Nos despedimos de la presidencia todos de muy buena manera, con la promesa en la bolsa de que el Figue iba a ser soltado en cuanto dejara de berrear y escandalizar. Nuestro secretario se las sabía de todas, todas. Se lanzó directo a informarle a éste del avance alcanzado. En cuanto el preso oyó que dependía de su propia cordura su liberación, de inmediato dejó de pegar de gritos y se sentó en una esquina de la celda, modosito y callado. Además ya iba transcurriendo el tiempo y el narcótico de las bebidas se iba disipando. Cuando Ramón pasó a verlo y lo miró tan humildito, ordenó que lo liberaran y que se lo entregaran a la sociedad de estudiantes.

Nuestro secretario no se retiró de barandilla hasta que quedó zanjado el último incidente de la zambra. Al día siguiente vino a casa, a visitarme. Quería ver cómo había amanecido yo y me trajo un alipuz para la cruda. También me trajo mi sombrero. Ramón se lo entregó, después de toda la sanfrancia, para que me lo devolviera. Pero con el encargo de que yo hiciera lo propio, pues por lo agitado del momento habíamos cruzado testas con sombrero ajeno. Por eso me acuerdo bien de que amaneció el sombrero del presidente en el clavijero de mi casa.

_ ¿Y qué año fue eso?

_ Te digo que esos detalles finos se los preguntes a los hermanos Negrete. Ellos registran esos datos y su filigrana interna. Yo no me acuerdo ya del año. Pero en pláticas posteriores es el Mel quien insiste en que fue en 1973. Puede ser.

_ ¿En qué se basa él para afirmar tal fecha y con esa seguridad?

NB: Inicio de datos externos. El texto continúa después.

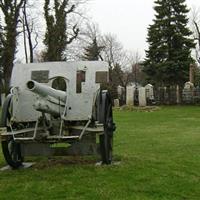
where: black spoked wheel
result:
[1,95,23,169]
[99,92,115,165]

_ Me da vergüenza comunicarte su razón. Pero te la voy a referir, dado que no lo vas a encontrar pronto y te urge imprimir esta historia. Él afirma que a la hora de las vivas y los chingados, cuando llegué al nombre de Allende empecé gritando su viva correspondiente. Pero dice que me frené de golpe y cambié el ‘viva’ por el ‘chingue a su madre’.

_ Sí, eso ya me lo contaste. Pero ¿por qué?

_ Pues esto es lo fino del asunto. Dice que no fue sólo por la hilaridad del momento, o por quedar bien con la broza. Yo estudiaba con los tecos. Él afirma que esa universidad no era tal sino un enclave anticomunista; que nos la pasábamos revisando a todos los luchadores sociales y descalificándolos. Para los tecos, dice, Salvador Allende era por esos días su pluma de vomitar. Pues ocurrió que el once de septiembre de ese año Pinochet dio su famoso golpe de estado y lo asesinó. El asunto estaba calientito. Apenas habían transcurrido cuatro días de aquel famoso cuartelazo.

Como yo andaba borracho, me traicionó el subconsciente. Es su tesis. Y en lugar de gritar el ‘viva’ para Allende, lo asocié con el presidente chileno recién sacrificado y le menté su madre. Luego le menté la suya a Echeverría y también a Ramón Acosta. Y sostiene que ahí estuviera todavía mentando madres a todos los que representen alguna autoridad, si Ramón no hubiera dado la orden de detenernos, que fue lo que puso fin a esa singular fiesta del grito. Si es cierta su teoría. Dime tú si no tengo motivo suficiente para avergonzarme y ya no querer volver a acordarme de los detalles de tal historia, aunque sea una de las más regocijadas que nos han ocurrido como comuna ¿No te parece?